I was a teenager when Australian media baron Rupert Murdoch purchased the New York Post in 1976, gaining a foothold in the US media market and leading to his eventual founding of Fox News. That Post, beloved by my family, was instantly transformed into a sex-crime-scandal rag with a heavy right tilt; all the great “liberal” columnists — Peter Lisagor, Mary McGrory, Murray Kempton, Pete Hamill, James Wechsler — packed their bags or were fired. The paper, founded by Alexander Hamilton in 1801, was soon — politically as well as aesthetically — unrecognizable.
It may be coincidental or correlative, but I date America’s decline — its long tumble and slide into the Trumpocene — to Murdoch’s purchase and conversion of the New York Post, with his addition of Fox News being a potent accelerant.
It may have ruined our country, but it was surely good business by a savvy mogul.

Another savvy mogul, Bezos, bought the struggling WaPo in 2013, with promises to save it. Which, in a manner of speaking, he did. At least for a while.
But Bezos’s main squeeze is and always has been Amazon. And Amazon, including its “cloud” services, does a lot of business with the federal government. It is, like Apple and Meta and Paramount and a bunch of other corporate behemoths with “deals” awaiting approval and regulators potentially making life difficult, highly dependent on the federal government’s good graces.
Trump is now running the federal government like a cross between a huge but closely held business and one of the Mafia’s “five families.” He also really likes to sue: Just yesterday, for example, he sued The New York Times — for something or other, legally baseless, of course — for $15 billion, in the state of Florida, where some of his favorite and most loyal judges sit on the federal bench.

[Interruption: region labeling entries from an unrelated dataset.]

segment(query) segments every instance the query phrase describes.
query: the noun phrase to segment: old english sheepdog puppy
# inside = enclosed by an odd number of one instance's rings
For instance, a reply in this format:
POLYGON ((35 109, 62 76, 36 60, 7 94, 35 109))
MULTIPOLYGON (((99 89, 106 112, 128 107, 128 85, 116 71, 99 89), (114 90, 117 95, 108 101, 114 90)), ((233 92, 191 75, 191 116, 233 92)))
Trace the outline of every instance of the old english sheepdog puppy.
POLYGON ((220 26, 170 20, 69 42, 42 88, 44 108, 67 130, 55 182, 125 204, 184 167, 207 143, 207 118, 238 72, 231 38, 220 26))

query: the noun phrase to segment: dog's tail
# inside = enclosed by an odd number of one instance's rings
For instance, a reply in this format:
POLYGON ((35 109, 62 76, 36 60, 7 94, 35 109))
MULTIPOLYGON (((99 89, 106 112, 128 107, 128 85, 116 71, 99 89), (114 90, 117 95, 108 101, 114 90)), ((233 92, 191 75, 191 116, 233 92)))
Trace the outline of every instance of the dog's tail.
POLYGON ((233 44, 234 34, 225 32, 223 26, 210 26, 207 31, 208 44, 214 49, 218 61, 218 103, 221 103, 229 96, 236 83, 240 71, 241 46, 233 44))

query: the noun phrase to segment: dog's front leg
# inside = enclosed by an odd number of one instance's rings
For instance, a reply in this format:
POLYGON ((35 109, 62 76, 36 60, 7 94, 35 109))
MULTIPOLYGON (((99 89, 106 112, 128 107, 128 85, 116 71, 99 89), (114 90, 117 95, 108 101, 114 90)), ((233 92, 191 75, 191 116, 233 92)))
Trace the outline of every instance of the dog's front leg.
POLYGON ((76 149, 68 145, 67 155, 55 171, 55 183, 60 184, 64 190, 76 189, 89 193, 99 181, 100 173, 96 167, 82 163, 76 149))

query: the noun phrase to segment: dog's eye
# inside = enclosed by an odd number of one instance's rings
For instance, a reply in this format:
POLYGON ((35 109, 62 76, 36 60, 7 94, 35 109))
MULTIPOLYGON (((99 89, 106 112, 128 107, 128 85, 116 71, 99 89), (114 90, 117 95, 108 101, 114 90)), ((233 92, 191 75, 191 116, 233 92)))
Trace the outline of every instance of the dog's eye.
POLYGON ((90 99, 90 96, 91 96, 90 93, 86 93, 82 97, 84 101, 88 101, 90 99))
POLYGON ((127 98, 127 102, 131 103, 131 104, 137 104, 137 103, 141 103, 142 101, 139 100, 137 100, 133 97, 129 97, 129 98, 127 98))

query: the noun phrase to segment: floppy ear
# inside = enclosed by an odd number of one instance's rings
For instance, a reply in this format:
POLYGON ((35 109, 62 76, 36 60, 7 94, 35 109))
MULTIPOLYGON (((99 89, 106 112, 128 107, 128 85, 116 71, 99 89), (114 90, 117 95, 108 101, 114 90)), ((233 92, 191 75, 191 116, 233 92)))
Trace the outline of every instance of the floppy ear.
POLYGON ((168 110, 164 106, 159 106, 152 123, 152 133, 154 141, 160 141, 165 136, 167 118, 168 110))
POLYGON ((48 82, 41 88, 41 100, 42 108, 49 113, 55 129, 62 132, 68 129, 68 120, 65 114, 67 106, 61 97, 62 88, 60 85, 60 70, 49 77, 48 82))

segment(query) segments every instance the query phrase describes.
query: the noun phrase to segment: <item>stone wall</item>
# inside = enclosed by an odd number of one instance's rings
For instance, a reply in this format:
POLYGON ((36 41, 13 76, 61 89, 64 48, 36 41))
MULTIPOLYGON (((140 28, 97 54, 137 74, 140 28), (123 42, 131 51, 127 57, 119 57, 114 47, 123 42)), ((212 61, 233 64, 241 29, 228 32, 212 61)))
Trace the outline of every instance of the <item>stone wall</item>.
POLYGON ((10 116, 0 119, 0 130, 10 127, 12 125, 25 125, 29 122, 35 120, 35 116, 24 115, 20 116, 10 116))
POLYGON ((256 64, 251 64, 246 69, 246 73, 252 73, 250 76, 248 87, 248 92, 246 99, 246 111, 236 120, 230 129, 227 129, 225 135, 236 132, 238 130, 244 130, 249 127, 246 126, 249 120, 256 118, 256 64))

Such is the consequence of not being “nice” to Trump, and I’m sure Bezos is taking careful notes. By now, though, it’s right out in the open and everyone knows: To get or stay in the Don’s good graces, no matter how big you are, you have to kiss his ass.

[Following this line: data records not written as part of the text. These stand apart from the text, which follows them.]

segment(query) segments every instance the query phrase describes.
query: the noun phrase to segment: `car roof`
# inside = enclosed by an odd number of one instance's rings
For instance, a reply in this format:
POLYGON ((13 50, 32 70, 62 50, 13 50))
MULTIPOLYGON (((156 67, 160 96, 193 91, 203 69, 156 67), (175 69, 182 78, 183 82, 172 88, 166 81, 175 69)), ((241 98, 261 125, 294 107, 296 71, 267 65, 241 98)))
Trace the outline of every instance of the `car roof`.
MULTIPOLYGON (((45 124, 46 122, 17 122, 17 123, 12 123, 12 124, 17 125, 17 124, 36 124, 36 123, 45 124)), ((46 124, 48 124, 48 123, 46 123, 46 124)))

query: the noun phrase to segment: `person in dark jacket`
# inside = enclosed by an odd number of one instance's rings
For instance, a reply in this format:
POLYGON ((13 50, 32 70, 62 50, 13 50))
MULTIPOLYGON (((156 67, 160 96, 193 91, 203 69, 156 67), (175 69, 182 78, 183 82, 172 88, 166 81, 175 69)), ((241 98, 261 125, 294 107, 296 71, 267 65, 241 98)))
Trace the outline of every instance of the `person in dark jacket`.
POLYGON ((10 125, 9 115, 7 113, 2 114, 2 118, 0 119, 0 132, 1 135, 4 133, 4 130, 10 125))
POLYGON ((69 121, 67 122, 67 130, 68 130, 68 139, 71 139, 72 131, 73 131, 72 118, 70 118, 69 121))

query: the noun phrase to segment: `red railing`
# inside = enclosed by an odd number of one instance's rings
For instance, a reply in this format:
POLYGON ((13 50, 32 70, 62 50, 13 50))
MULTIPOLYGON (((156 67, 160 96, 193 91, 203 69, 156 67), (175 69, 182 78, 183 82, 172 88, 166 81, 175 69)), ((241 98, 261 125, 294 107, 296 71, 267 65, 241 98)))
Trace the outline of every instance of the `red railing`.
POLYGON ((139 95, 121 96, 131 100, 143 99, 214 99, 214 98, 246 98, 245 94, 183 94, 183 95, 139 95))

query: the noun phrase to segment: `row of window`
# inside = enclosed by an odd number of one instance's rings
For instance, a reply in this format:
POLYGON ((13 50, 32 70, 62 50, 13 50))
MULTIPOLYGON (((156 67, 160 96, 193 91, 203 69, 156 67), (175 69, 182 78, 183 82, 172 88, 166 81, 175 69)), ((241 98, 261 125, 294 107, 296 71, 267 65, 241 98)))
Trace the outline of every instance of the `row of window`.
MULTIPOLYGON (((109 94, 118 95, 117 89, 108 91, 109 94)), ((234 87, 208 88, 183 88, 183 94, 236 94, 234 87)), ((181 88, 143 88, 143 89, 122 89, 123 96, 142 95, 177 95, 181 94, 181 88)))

If you’re Jeff Bezos, that means spaying your once preeminent newspaper, letting its remaining editors know that Trump comes before truth (the whole truth, anyway) — that democracy may die in darkness or in daylight, but, if they want to keep their jobs, they know what they have to do. And it seems to mean firing anyone, like award-winning columnist and Global Opinions editor Karen Attiah, who, however good at what they do, didn’t get the message.
Just one more thing Trump has touched that has died. It seems he aims to touch everything he possibly can.
Thoughts and prayers, then — for us.